Picture the work that’s pure process. Copying numbers from one sheet into another form. Sending the same three-line template reply to every customer who asks the same question. Reconciling two lists that are supposed to match and flagging the rows that don’t. The kind of work you could hand to a brand new intern with a one-page instruction sheet and zero context. If a human can do it straight off a flowchart, a machine can do it without a flowchart, except the machine does it at 3 am, for free, without complaining, and without asking when it’s getting promoted.
So the rule is, and I’d tattoo it on the inside of your eyelids if I could: if your work can be automated, assume it will be. Maybe not today, maybe not this year, because your boss doesn’t know anything about AI yet, but eventually, his friend, Abdul, will tell him. And “eventually” has a habit of arriving earlier than everybody planned for.
The way out is the same as it’s been all through this piece: put judgment into the work. Own the part that doesn’t fit on the flowchart, the bit that needs taste, context, and a human deciding what matters. The steps will eventually be automated either way. Just make sure you were never only the steps.
7. Get really good at spotting the problem…
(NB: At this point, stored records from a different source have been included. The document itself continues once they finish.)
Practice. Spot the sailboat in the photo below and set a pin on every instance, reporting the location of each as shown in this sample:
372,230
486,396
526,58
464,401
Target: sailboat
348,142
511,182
There’s a certain kind of person every company refuses to let go of. The person who sees the crack before it becomes a flood, and shows up with a fix nobody asked for. That person is proactive, thinks in systems, and is very hard to replace, because being told what to fix is what everyone waits for, but figuring out what to fix on your own is rare.
Now this is the part where I’m supposed to comfort you and say AI can’t do this. It can. There’s an AI called Viktor that lives in one of my Slack workspaces, watches how the team actually works, and proactively flags problems before anyone on the team notices them, then proposes a fix on its own. So… No, “spotting issues” is not some sacred human-only gift anymore. Sorry.
But… the AI is only ever as good as the context you give it. Viktor can see what flows through Slack. It cannot see the conversation you had over dinner, the reason that one client must never be put on hold, the quiet politics in the marketing team, or the thing everyone in the company knows but nobody has ever typed anywhere. You are that context. The person who both spots the problem and carries the thousand undocumented things that decide whether the “fix” is genius or a disaster, that person is not getting replaced by a tool that only knows what it was told.
1, Don’t fix problems only when you’re told to. 2, don’t wait to be told which problems are worth fixing. And that’s one way to not be a useless person in the age of AI.
To sum it all up…
Useful, in this age, is a small and specific thing: you reliably add something an AI can’t. If you do that, you should be fine. And if you don’t do that, then I’m not afraid to say AI will eventually take your job, and it’ll be because you chose to be useless.
Anyway, that’s my advice. What do I know? I might be wrong. But if we all end up being useless anyway, then I’ll see you at the carpentry workshop, or wherever every useless person then chooses to gather.